V: Boa tarde. Desculpe a demora em respondê-la, hoje tive um dia cheio e recebi uma visita. Não acredito que se lembrou de mim e comprou uma muda de palmeira rafis! Estou encantada! Todas essas exclamações descrevem a minha empolgação!!!!!!!!!! Meu filho está ótimo, estou com ele na sala. Hoje Léo tomou banho de piscina no jardim. E Juna, como está? Sugestão de nome? Hum... Deixe-me pensar... Gosto de Aurora e Julieta, que tal? Hoje estive pensando muito em você em meio às tarefas. Queria tanto poder ver o rosto e ouvir a voz da pessoa que tem sido minha melhor companhia depois do meu filho...

Em sua casa, Luiza terminou de regar o jardim e sentou-se no banco de madeira com uma garrafa de cerveja em uma mão e o livro na outra. Era uma tarde quente, usava apenas uma regata cinza de algodão e shorts. Entre um gole de cerveja e outro, redigia sua resposta para a mais velha.

15:04pm

L: Boa tarde, Valentina! Estou sorrindo de orelha a orelha com a sua mensagem. Não consigo explicar a alegria que sinto cada vez que abro esse livro e leio as suas palavras. Pois é, comprei! Gostei muito de ‘Julieta’, vou batizá-la assim! Agradeço a sugestão. Juna está muito bem, arteira como sempre. Fico feliz que seu filho também esteja. Você tem certeza do que está falando? Não acho que seja muito prazeroso me ver e ouvir a voz, pode acabar se assustando com a aparência fantasmagórica. Já mencionei que sou branca como uma vela? Talvez eu realmente seja um fantasma, se eu fosse você tomaria cuidado! Mas agora vou falar sério; eu também adoraria ver o seu rosto e ouvir a sua voz. Projeto você todos os dias na minha mente. Onde você mora? Quer dizer, não o seu endereço em si, mas qual é a sua cidade? Acho que poderíamos tentar ir ao mesmo lugar para nos encontrarmos...

— Mamãe, do que está rindo? — Perguntou Léo ao notar que sua mãe carregava um sorriso nos lábios e soltava uma risada baixa enquanto olhava para o livro.

Ao notar que o filho se dirigia a ela, Valentina desviou a atenção das páginas e direcionou o olhar à criança.
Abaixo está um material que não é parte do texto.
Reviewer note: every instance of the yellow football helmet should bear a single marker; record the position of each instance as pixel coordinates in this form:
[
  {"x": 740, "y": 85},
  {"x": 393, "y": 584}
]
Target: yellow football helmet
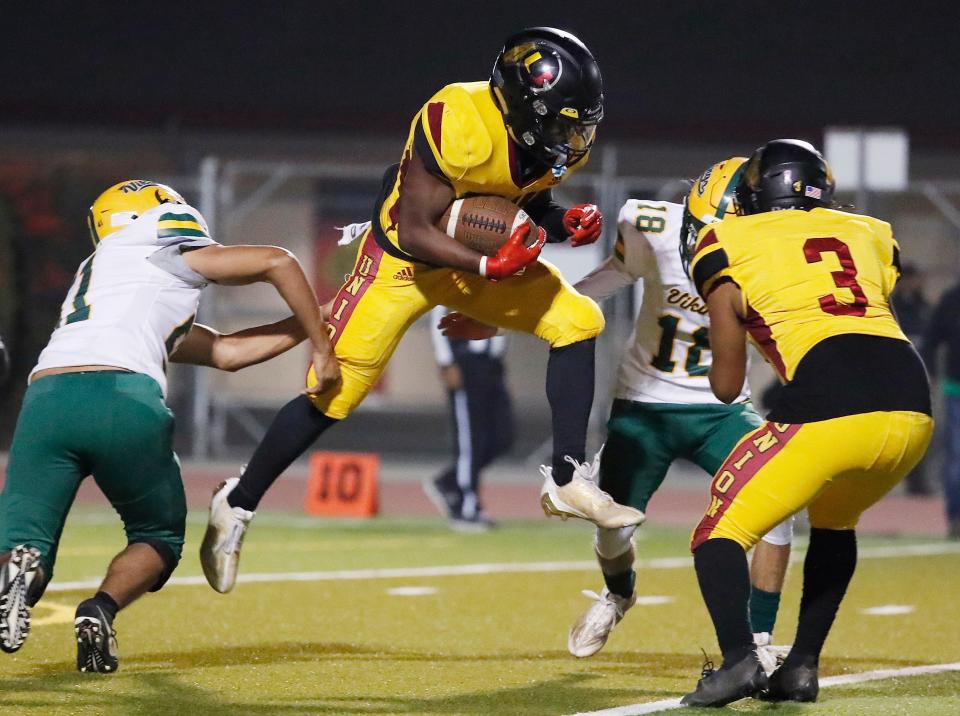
[
  {"x": 123, "y": 203},
  {"x": 711, "y": 198}
]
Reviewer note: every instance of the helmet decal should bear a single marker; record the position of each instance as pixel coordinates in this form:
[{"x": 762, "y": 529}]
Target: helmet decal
[
  {"x": 543, "y": 71},
  {"x": 703, "y": 181},
  {"x": 548, "y": 87}
]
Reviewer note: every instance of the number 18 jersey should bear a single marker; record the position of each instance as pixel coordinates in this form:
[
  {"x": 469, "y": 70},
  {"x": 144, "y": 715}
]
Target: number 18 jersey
[
  {"x": 134, "y": 299},
  {"x": 668, "y": 359}
]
— Nada demais, meu amor, apenas li uma passagem engraçada na história. O que você está desenhando?

— Um castelo para os meus dinossauros! — Disse com empolgação.

— Oh! Lembre-se de desenhar uma floresta ao fundo para que eles possam passear, ok?

— Claro mamãe, o castelo é apenas para eles dormirem à noite.

Valentina sorriu à resposta do filho, meneou positivamente com a cabeça e retornou para o livro.

15:19pm

V: Para a sua sorte, ou talvez a minha, não acredito em fantasmas. Eu moro em San Lumiar. Não acho que a sua ideia daria certo, afinal, telefonemas e emails não funcionaram, mas podemos tentar. Já contou a alguém sobre o que está acontecendo?

15:25pm

L: San Lumiar? A cidade dos arranha céus? Se for... Não acredito que moramos no mesmo lugar! Agora é minha vez de te mostrar a empolgação com essas exclamações!!!!!!!!!! Há grandes chances de não funcionar, pois estamos em anos diferentes, mas existe a possibilidade do sim e eu gostaria de tentar se não houver problema pra você. Ainda não contei a ninguém sobre isso, mas gostaria de poder compartilhar se não soubesse que irão dizer que estou louca. É um pouco ruim carregar isso sozinha...

15:33pm

V: Exatamente nessa cidade. Agora quem não acredita sou eu! É coincidência demais, Luiza. Há um arranha céu de quarenta e dois andares no centro da cidade. É o único arranha céu com a fachada completamente espelhada de toda San Lumiar. A construtora onde trabalho foi a encarregada daquela obra maravilhosa e eu orgulhosamente fiz parte do projeto. Infelizmente em 1999 ele ainda não existia, sua inauguração é recente, foi no final do ano passado. Se você for até o endereço, verá apenas o antigo shopping. E por falar na construtora, amanhã é meu aniversário de seis anos na empresa. Aceitaria seu frapuccino como parabenização. Quanto ao nosso encontro, Luiza, podemos analisar a situação com calma e tentar fazer dar certo.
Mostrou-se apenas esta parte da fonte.